Homunculus June 4, 2017 at 14:28
====================
I’m aware of what constitutes “financial assistance” and I recognise how the legalities would apply to Whyte’s acquisition. On the face of it there is a strong case that FA was given.  However it is not for us, or even Lord Stac,y to determine whether or not Whyte is guilty or not.

All I’m trying to do is explore any avenues of how the charge could be defended, or doubt be placed in the minds of the jury.  I’ve suggested that the takeover panel’s statement and their apparent agreement to what was proposed is one avenue, and that Lord Hodge’s opinion could be another. 

One other possibility that has already been mentioned by Findlay earlier in the case was that it was in Rangers interests that the debt should be paid off, even from its own means, as there would be a saving of around £1m a year in interest and another £1m a year in capital repayment.  Findlay has already established that CL group participation could earn the club £20m per annum, and suggested that was part of Whyte’s business plan (acknowledged by Findlay as a flawed one, but a plan all the same).  Alastair Johnston had previously given a similar business plan to Lloyds that assumed three successive years CL group participation.
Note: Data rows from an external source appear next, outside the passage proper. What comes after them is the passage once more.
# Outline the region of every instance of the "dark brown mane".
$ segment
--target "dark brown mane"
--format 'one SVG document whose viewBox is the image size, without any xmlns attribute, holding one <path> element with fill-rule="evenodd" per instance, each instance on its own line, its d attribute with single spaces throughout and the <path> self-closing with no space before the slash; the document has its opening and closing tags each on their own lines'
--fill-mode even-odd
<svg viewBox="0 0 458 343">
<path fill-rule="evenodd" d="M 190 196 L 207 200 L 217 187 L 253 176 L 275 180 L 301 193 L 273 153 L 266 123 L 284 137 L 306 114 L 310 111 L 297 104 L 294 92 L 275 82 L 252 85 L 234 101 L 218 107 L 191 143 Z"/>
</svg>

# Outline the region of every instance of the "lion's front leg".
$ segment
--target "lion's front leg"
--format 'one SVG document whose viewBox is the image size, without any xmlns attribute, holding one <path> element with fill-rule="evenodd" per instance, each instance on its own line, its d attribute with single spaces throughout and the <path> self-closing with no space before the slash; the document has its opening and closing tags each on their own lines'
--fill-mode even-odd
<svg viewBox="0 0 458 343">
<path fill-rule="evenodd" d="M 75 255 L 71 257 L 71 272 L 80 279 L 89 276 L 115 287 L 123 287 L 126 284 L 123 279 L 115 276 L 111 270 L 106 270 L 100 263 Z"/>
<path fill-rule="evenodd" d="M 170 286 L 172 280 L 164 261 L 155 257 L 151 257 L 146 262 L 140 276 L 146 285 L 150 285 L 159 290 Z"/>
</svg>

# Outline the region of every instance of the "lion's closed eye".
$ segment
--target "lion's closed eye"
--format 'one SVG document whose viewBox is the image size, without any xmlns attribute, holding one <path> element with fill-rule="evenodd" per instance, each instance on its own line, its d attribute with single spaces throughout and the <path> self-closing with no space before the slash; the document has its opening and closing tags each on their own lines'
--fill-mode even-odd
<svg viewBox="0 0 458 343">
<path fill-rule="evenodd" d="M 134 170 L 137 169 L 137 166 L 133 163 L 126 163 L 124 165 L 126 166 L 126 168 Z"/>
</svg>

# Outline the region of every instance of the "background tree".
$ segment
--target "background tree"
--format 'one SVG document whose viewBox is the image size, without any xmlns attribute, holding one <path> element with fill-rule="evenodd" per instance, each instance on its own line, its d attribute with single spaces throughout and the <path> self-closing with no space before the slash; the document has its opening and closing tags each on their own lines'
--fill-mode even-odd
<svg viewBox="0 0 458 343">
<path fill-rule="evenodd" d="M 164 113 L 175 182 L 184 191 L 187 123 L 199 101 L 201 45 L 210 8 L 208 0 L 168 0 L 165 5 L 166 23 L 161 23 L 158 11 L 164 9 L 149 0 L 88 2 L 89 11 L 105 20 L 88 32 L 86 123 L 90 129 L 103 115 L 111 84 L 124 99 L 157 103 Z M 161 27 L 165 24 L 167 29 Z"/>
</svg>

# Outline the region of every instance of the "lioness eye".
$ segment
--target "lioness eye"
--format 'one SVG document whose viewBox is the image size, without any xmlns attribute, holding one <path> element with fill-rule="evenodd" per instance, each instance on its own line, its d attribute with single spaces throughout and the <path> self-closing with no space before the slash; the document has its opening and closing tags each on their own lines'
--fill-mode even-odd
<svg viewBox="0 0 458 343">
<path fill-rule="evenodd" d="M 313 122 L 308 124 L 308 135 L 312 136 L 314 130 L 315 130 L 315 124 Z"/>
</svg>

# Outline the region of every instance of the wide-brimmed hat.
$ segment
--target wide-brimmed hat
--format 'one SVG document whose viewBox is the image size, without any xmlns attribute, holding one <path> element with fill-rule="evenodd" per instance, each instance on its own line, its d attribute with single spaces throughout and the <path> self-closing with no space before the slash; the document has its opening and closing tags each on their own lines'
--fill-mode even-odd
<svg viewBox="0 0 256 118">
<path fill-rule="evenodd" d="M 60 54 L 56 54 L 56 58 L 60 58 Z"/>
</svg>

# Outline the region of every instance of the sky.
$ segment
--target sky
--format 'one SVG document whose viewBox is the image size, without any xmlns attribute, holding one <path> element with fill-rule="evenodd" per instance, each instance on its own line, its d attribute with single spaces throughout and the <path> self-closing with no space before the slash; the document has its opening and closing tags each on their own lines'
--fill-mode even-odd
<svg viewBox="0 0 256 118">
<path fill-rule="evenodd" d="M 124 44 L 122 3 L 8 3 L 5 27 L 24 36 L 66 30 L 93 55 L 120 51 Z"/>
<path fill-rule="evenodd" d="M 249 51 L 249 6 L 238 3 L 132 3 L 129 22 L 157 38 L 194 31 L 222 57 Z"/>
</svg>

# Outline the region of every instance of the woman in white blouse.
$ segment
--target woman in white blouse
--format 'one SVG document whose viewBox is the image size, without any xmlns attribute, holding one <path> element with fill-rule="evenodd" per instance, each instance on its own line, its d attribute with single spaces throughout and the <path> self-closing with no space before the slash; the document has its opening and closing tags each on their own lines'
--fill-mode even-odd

Hypothetical question – What if Whyte had made public before the takeover, a business plan that included the club paying off it’s own debt on day one? Would that be FA.

We have yet to hear Findlay’s summing up in relation to the financial assistance charge. I will be interested to see how he approaches it tomorrow, and of course what directions Lady Stacy gives to the jury with respect to the application of the law in this case.